Citi Logo

Citi

Data Engineer - Controls Technology

Job Posted 10 Days Ago Posted 10 Days Ago
Be an Early Applicant
2 Locations
Mid level
2 Locations
Mid level
The Data Engineer will design and implement data pipelines, manage cloud integrations, ensure data governance and security, and collaborate with teams to optimize data solutions.
The summary above was generated by AI

We are seeking a highly skilled and hands-on Data Engineer to join Controls Technology to support the design, development, and implementation of our next-generation Data Mesh and Hybrid Cloud architecture. This role is critical in building scalable, resilient, and future-proof data pipelines and infrastructure that enable the seamless integration of Controls Technology data within a unified platform. The Data Engineer will work closely with the Data Mesh and Cloud Architect Lead to implement data products, ETL/ELT pipelines, hybrid cloud integrations, and governance frameworks that support data-driven decision-making across the enterprise.

Key Responsibilities:

Data Pipeline Development:

  • Design, build, and optimize ETL/ELT pipelines for structured and unstructured data.
  • Develop real-time and batch data ingestion pipelines using distributed data processing frameworks.
  • Ensure pipelines are highly performant, cost-efficient, and secure.

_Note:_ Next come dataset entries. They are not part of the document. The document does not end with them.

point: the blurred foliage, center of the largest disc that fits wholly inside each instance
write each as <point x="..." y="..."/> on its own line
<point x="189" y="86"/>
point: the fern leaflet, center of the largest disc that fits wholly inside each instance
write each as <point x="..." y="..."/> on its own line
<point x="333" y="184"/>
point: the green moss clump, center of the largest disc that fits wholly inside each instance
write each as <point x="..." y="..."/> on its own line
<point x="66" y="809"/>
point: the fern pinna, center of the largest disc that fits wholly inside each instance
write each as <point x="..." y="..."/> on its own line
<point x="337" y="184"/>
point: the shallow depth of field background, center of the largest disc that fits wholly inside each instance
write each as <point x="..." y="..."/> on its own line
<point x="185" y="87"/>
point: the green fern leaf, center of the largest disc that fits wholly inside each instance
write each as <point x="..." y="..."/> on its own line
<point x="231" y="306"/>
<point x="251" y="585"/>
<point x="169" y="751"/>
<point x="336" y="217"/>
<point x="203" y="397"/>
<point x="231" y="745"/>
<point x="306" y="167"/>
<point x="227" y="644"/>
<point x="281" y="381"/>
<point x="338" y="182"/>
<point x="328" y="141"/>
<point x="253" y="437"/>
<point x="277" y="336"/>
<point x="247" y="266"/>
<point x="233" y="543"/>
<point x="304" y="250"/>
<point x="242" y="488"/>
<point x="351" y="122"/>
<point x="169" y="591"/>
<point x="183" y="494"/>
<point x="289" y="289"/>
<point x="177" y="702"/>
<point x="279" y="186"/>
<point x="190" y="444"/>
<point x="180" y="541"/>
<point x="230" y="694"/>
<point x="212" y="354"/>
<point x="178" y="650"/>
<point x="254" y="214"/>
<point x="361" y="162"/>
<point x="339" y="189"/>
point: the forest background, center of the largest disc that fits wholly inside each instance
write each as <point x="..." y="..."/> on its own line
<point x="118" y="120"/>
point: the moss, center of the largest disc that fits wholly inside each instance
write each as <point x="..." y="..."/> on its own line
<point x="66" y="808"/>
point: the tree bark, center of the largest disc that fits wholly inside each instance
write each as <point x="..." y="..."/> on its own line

Apache Iceberg & Starburst Integration:

  • Work extensively with Apache Iceberg for data lake storage optimization and schema evolution.
  • Manage Iceberg Catalogs and ensure seamless integration with query engines.
  • Configure and maintain Hive MetaStore (HMS) for Iceberg-backed tables and ensure proper metadata management.
  • Utilize Starburst and Stargate to enable distributed SQL-based analytics and seamless data federation.
  • Optimize performance tuning for large-scale querying and federated access to structured and semi-structured data.

Data Mesh Implementation:

  • Implement Data Mesh principles by developing domain-specific data products that are discoverable, interoperable, and governed.
  • Collaborate with data domain owners to enable self-service data access while ensuring consistency and quality.

Hybrid Cloud Data Integration:

  • Develop and manage data storage, processing, and retrieval solutions across AWS and on-premise environments.
  • Work with cloud-native tools such as AWS S3, RDS, Lambda, Glue, Redshift, and Athena to support scalable data architectures.
  • Ensure hybrid cloud data flows are optimized, secure, and compliant with organizational standards.

Data Governance & Security:

  • Implement data governance, lineage tracking, and metadata management solutions.
  • Enforce security best practices for data encryption, role-based access control (RBAC), and compliance with policies such as GDPR and CCPA.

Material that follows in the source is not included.